To that, his brows lowered as he looked at me. “I’ve never known you to be anything but absolutely fucking in love with yourself. Including your body,” he said, shaking his head.

He wasn’t wrong.

It had taken me a long time—my whole damn life, really—to accept that I was never going to be one of the skinny girls, that I wasn’t built that way, that no matter how disordered my eating was, my body chose to hold onto some extra padding.

But I did accept that.

And I did love my body.

That being said, not everyone did.

“I do. But I can’t even begin to explain how quickly a doctor telling me about my BMI being unhealthy undoes years of self-love.”

“BMI is complete and utter bullshit. It was created by a mathematician, not a physician,” he ranted, clearly agitated. “And it was only ever used for male bodies. It doesn’t take into account the tits and ass and hips women have.”

“You know that, and I know that, but the entire medical field seems to be completely oblivious to that. And I just don’t want to hear that shit again, so I’d rather just skip the visit.”

To that, Cam let out a deep sigh.

“Okay. Listen. I will cancel it one last time. And I will do some heavy research to find you a doctor who isn’t going to say stupid crap like that. Then will you go?”

“I guess if you can find that unicorn doctor, yes.”

“Okay. Good. Then I am keeping you from your bathtub and Chinese for no good reason.”

“And I’m keeping you from that yummy boyfriend of yours. Get home. I’ll see you in the morning,” I told him, not knowing then that I wouldn’t, that by morning I would be in a hospital room, hooked up to machines, being given harsh looks from everyone who passed me by, with absolutely no idea what the hell had happened to me.

All I remembered was getting in my town car, then going to my apartment.

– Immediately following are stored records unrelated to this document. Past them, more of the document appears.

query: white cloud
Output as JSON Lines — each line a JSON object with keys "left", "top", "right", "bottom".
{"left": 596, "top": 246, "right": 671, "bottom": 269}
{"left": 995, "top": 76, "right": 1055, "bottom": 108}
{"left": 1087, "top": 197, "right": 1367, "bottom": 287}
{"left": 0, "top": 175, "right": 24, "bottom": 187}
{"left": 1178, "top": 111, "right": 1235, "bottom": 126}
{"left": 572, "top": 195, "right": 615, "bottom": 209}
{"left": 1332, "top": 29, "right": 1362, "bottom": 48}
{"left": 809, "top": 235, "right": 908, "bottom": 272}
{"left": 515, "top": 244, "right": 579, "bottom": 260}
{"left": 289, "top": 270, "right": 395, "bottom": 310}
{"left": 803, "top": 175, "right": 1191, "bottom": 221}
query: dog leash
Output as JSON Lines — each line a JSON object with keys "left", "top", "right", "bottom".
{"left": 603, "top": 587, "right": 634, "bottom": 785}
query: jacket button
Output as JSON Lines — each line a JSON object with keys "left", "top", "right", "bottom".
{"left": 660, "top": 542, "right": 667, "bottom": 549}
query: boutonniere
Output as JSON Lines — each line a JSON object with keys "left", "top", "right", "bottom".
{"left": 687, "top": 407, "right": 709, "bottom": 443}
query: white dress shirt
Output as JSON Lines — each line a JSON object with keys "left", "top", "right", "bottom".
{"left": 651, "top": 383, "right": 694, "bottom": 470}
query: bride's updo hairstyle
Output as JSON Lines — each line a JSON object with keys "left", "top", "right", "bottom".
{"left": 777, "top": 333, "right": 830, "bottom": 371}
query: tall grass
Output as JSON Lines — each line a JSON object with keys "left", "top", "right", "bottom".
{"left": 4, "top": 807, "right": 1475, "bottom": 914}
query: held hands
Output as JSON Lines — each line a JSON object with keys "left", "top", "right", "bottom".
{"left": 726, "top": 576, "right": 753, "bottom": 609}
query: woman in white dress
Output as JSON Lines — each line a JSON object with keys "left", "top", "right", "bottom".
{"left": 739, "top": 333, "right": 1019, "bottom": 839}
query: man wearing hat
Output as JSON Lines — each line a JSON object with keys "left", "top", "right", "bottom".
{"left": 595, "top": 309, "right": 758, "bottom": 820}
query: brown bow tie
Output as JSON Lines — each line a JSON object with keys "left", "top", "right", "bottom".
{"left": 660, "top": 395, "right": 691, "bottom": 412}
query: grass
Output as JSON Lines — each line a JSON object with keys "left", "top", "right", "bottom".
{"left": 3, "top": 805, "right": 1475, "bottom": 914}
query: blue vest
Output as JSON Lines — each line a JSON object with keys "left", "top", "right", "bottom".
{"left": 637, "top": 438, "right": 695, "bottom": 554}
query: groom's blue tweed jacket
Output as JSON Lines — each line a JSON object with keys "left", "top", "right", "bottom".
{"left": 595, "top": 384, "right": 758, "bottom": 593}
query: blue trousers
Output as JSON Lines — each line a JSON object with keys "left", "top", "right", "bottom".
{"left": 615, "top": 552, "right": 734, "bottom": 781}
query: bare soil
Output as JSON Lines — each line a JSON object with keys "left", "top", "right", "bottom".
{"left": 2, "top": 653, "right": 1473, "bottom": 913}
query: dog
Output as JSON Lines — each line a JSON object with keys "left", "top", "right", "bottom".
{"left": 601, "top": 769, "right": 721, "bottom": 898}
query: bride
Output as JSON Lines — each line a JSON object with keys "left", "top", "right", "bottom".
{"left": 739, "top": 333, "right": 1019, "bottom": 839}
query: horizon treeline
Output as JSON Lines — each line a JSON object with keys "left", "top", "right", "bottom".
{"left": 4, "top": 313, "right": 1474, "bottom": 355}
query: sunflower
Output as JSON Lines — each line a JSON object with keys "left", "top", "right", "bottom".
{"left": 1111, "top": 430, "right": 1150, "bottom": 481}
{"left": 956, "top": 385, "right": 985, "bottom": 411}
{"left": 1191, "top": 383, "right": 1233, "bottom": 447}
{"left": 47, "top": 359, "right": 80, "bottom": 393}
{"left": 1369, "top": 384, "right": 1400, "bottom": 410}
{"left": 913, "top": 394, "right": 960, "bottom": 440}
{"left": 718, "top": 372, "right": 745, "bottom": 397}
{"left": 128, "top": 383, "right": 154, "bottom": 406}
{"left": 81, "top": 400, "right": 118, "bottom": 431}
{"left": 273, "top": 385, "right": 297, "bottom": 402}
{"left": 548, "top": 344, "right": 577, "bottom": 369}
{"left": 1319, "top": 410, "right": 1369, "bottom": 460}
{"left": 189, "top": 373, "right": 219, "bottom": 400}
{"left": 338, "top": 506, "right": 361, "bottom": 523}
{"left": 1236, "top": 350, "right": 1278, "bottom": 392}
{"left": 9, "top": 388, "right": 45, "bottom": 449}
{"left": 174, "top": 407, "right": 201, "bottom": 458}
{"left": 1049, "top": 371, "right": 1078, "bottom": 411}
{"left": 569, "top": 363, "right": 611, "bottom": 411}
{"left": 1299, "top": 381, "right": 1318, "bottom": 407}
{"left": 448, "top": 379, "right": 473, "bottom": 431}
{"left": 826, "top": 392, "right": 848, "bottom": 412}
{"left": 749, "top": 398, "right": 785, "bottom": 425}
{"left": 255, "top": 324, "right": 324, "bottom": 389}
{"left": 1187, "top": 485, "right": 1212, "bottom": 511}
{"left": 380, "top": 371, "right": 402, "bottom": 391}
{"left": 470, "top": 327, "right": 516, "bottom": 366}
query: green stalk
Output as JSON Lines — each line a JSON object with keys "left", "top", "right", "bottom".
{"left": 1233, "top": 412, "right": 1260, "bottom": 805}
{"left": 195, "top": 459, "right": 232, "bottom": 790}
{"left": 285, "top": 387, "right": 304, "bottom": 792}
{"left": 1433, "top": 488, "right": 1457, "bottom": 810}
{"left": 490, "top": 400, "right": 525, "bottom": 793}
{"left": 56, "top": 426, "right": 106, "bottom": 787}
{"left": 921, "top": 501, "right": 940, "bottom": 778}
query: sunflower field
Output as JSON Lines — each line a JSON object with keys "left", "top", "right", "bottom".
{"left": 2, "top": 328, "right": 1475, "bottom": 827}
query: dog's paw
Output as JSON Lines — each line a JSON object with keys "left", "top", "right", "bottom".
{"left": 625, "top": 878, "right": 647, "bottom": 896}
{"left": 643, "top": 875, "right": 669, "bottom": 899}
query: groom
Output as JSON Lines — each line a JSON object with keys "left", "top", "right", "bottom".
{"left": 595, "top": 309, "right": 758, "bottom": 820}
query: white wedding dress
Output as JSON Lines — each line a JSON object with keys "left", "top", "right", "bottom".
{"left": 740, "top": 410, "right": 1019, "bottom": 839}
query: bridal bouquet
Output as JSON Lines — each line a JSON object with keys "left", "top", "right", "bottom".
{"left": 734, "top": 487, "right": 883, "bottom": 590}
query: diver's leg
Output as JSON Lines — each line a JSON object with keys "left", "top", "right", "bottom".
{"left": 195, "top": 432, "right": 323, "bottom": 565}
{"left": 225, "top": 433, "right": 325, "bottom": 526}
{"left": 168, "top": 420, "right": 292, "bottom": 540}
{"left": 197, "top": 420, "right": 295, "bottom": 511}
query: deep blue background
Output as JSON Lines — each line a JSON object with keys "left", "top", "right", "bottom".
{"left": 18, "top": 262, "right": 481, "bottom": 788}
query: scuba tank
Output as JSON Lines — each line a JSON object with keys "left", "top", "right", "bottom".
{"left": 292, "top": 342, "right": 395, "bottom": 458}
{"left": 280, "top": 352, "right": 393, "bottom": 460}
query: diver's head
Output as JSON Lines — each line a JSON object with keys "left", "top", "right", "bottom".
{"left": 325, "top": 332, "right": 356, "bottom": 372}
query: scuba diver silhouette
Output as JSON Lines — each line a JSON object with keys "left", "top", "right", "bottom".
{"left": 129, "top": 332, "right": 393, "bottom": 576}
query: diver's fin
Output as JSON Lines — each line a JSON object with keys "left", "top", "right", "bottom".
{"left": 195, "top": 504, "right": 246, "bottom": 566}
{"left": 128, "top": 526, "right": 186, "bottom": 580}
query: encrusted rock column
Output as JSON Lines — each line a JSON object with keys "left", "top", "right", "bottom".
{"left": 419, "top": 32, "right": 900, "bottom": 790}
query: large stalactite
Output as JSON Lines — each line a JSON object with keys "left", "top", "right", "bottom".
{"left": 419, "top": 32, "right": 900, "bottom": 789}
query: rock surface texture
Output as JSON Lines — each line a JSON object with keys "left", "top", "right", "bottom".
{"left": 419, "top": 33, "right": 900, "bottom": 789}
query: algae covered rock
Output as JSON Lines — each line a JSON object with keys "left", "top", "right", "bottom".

I had vague flashes of running my bathtub, of letting a bottle of red breathe on the kitchen counter, then of hearing the doorbell.

Chinese, probably.

I was a creature of habit that way.

Mondays through Wednesdays, it was always something healthy. Sushi, salads, the trendy new vegan place a few blocks away.

Then on Thursdays, it was Chinese, my guilty pleasure. Because nothing could help me push through one more day of the workweek like a massive serving of lo mein, a hot bath, and a glass or two of good red wine.

In my mind, I could see myself walking to the door.

After that, though, it was all just… gone.